A similar sentiment was expressed as far back as 1938, in C.S. Lewis' science fiction novel, Out of the Silent Planet. The novel's hero, Dr. Ransom, has been kidnapped by the evil scientist Dr. Weston, and carried off against his will in a spacecraft to an unknown celestial destination. Shortly after waking up aboard the ship, Ransom wonders aloud about how bright it is outside the window:
"I had always thought space was dark and cold," [Ransom] remarked vaguely.
"Forgotten the sun?" said Weston contemptuously. 
Ransom went on eating for some time. The he began, "If it's like this in the early morning," and stopped, warned by the expression on Weston's face.
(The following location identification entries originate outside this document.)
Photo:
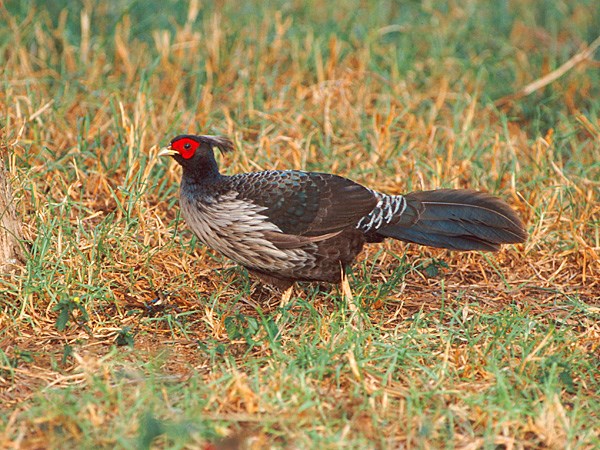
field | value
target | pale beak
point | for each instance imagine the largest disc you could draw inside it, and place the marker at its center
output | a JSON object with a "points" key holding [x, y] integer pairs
{"points": [[167, 151]]}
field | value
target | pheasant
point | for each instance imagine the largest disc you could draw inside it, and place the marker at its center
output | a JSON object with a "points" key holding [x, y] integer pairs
{"points": [[287, 226]]}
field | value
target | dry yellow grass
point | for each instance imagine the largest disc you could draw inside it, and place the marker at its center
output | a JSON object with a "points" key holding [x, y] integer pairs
{"points": [[82, 121]]}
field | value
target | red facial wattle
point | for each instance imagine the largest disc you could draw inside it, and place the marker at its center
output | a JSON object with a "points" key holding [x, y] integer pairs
{"points": [[186, 147]]}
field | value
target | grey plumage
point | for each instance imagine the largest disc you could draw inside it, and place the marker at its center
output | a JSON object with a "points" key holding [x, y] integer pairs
{"points": [[287, 226]]}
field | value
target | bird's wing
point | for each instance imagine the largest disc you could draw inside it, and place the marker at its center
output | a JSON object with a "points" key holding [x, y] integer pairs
{"points": [[306, 203]]}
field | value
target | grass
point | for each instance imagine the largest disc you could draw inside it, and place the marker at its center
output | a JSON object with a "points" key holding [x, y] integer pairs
{"points": [[120, 330]]}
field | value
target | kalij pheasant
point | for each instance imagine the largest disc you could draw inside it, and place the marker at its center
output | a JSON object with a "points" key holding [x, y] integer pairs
{"points": [[287, 226]]}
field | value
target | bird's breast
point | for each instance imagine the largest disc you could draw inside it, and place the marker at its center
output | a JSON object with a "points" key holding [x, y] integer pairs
{"points": [[236, 228]]}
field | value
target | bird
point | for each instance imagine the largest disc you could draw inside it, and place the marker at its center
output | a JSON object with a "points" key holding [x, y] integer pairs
{"points": [[286, 226]]}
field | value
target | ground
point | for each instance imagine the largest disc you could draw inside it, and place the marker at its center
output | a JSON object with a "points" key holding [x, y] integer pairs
{"points": [[121, 330]]}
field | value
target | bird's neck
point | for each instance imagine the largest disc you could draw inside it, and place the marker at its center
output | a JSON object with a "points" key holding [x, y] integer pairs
{"points": [[204, 171]]}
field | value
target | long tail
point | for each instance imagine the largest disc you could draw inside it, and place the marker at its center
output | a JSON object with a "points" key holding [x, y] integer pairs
{"points": [[457, 219]]}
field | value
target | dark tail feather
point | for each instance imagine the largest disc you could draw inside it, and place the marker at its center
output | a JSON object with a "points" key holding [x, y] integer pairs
{"points": [[457, 219]]}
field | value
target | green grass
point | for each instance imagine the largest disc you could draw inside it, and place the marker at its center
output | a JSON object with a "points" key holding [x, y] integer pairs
{"points": [[120, 330]]}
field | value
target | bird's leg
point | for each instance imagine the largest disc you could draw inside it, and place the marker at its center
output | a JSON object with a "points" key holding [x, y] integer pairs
{"points": [[286, 296]]}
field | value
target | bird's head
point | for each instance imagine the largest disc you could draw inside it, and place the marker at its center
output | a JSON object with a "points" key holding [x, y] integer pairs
{"points": [[195, 153]]}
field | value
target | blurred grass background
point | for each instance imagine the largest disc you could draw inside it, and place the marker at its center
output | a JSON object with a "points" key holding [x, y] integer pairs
{"points": [[120, 331]]}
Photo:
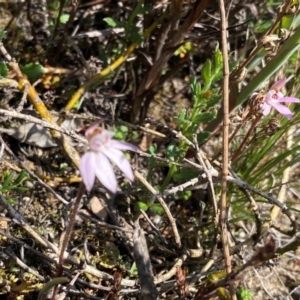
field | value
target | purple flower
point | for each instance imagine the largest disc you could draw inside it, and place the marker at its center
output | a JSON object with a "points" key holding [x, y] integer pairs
{"points": [[97, 161], [274, 98]]}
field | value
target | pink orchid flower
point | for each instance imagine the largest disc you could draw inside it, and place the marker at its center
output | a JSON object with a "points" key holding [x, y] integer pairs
{"points": [[274, 97], [96, 162]]}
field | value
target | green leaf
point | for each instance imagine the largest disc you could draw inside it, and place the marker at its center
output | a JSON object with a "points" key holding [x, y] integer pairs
{"points": [[33, 71], [2, 33], [141, 205], [205, 117], [203, 136], [217, 62], [206, 72], [113, 22], [3, 69]]}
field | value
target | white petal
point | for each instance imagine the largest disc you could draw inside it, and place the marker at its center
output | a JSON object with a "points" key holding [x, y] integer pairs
{"points": [[86, 168], [118, 158], [105, 173]]}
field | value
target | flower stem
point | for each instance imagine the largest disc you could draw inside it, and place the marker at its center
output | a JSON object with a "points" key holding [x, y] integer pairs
{"points": [[68, 233]]}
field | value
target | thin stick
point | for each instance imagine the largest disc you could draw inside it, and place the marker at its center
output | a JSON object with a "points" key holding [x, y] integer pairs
{"points": [[163, 204], [68, 234], [225, 171]]}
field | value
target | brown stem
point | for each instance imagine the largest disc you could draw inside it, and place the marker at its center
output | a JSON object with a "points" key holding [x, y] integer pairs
{"points": [[68, 233]]}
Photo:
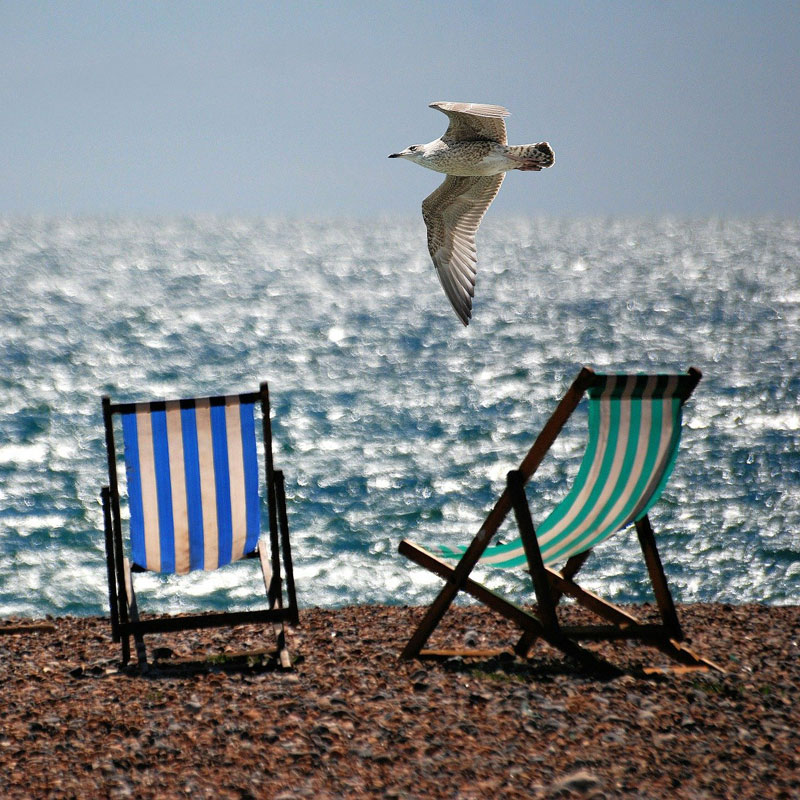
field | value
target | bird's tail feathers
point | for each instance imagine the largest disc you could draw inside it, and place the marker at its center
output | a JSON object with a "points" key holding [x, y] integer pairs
{"points": [[533, 156]]}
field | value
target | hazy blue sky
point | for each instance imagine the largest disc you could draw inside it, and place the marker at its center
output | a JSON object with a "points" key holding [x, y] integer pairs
{"points": [[292, 108]]}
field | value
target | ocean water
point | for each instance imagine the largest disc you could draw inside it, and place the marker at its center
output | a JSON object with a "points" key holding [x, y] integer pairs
{"points": [[390, 419]]}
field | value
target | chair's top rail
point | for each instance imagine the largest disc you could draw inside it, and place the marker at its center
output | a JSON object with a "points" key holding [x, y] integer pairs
{"points": [[189, 402], [635, 386]]}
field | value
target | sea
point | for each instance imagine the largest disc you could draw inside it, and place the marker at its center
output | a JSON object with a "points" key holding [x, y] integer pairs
{"points": [[391, 420]]}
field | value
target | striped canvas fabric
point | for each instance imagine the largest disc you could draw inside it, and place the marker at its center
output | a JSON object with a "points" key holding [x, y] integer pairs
{"points": [[192, 472], [634, 431]]}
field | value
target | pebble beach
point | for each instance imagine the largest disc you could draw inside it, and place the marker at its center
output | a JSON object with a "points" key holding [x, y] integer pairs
{"points": [[213, 716]]}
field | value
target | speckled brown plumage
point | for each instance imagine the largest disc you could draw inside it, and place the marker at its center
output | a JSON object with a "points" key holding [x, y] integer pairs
{"points": [[475, 155]]}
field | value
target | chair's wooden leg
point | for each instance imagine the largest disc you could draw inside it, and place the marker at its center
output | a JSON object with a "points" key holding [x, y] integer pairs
{"points": [[286, 547], [455, 582], [113, 600], [278, 628], [567, 573], [133, 613], [541, 583], [655, 568]]}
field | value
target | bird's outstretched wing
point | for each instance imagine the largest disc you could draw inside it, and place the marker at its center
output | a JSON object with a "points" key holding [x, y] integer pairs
{"points": [[471, 121], [452, 215]]}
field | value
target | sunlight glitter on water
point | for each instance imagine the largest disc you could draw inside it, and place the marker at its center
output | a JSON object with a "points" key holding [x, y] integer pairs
{"points": [[390, 419]]}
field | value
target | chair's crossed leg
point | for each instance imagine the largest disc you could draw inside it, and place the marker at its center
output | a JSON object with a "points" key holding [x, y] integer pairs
{"points": [[549, 587]]}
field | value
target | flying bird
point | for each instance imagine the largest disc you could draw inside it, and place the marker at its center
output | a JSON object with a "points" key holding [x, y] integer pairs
{"points": [[475, 155]]}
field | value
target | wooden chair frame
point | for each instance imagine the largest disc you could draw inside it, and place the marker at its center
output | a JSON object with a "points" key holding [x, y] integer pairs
{"points": [[551, 585], [124, 612]]}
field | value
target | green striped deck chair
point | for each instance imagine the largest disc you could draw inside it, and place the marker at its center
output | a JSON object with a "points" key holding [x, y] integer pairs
{"points": [[634, 426], [192, 490]]}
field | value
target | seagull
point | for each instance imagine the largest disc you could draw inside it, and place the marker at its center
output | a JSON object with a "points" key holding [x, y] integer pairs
{"points": [[475, 155]]}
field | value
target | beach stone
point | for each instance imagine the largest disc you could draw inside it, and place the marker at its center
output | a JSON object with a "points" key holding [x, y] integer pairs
{"points": [[580, 781]]}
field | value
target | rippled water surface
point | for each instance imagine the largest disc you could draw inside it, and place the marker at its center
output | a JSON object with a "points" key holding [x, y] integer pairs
{"points": [[390, 419]]}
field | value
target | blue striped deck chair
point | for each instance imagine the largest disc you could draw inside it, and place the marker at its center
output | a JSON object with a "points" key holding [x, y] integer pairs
{"points": [[634, 426], [192, 491]]}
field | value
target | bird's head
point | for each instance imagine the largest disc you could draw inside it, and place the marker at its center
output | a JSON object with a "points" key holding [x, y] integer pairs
{"points": [[413, 153]]}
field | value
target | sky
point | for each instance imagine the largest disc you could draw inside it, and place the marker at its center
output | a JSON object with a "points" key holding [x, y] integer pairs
{"points": [[291, 108]]}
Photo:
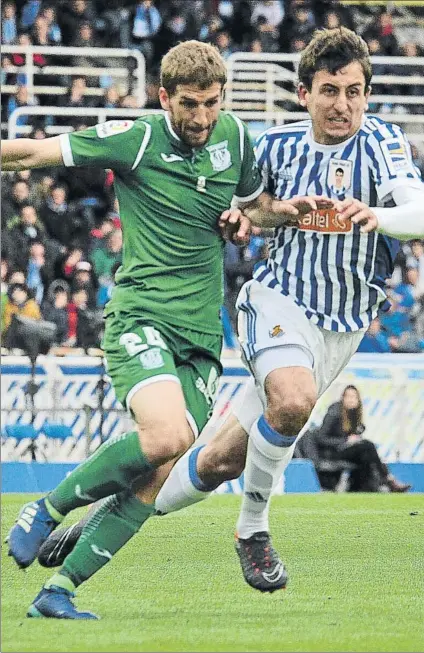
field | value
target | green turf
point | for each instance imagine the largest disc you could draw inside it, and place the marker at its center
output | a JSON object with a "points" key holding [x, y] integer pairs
{"points": [[356, 583]]}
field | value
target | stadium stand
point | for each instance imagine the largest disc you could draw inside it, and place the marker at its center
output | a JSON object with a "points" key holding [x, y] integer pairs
{"points": [[59, 74]]}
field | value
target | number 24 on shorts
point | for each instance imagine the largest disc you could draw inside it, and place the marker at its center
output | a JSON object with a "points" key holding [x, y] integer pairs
{"points": [[134, 344]]}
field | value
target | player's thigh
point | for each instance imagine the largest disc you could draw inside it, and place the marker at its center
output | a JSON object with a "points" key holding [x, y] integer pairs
{"points": [[268, 320], [279, 344], [140, 363], [199, 378], [339, 349]]}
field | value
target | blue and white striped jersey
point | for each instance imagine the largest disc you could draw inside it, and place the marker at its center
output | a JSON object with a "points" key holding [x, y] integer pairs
{"points": [[335, 273]]}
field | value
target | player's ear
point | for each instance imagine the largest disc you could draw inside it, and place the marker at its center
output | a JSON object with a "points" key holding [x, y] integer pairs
{"points": [[367, 95], [164, 98], [301, 94]]}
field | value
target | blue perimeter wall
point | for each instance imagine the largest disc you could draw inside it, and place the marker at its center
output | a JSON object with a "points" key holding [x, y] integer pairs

Awe fell on him: there were no mornings here, no evenings, and no night - nothing but the changeless noon which had filled for centuries beyond history so many millions of cubic miles.
And so we have the opportunity, without having to fly to the Moon, to viscerally experience our motion through space every single day. For me, the Earth's motion is most evident in the last minutes just prior to sunset, sitting on my back patio in shadow, while the tops of the trees in my neighbor's yard are still in bright sunshine. I realize that I am poised on the knife's edge of daylight. From space, from an observer on the Moon, I would be smack on the terminator, moving at approximately 700 mph into the Earth's night side.

I believe it is important to not just intellectually understand our place in the universe, but to feel it in our bones. I don't often manage to do this. I know I've succeeded when at a star party, the stars no longer seem to be above me, but rather in front of me. Try it sometime. Word of warning however - it can make you dizzy.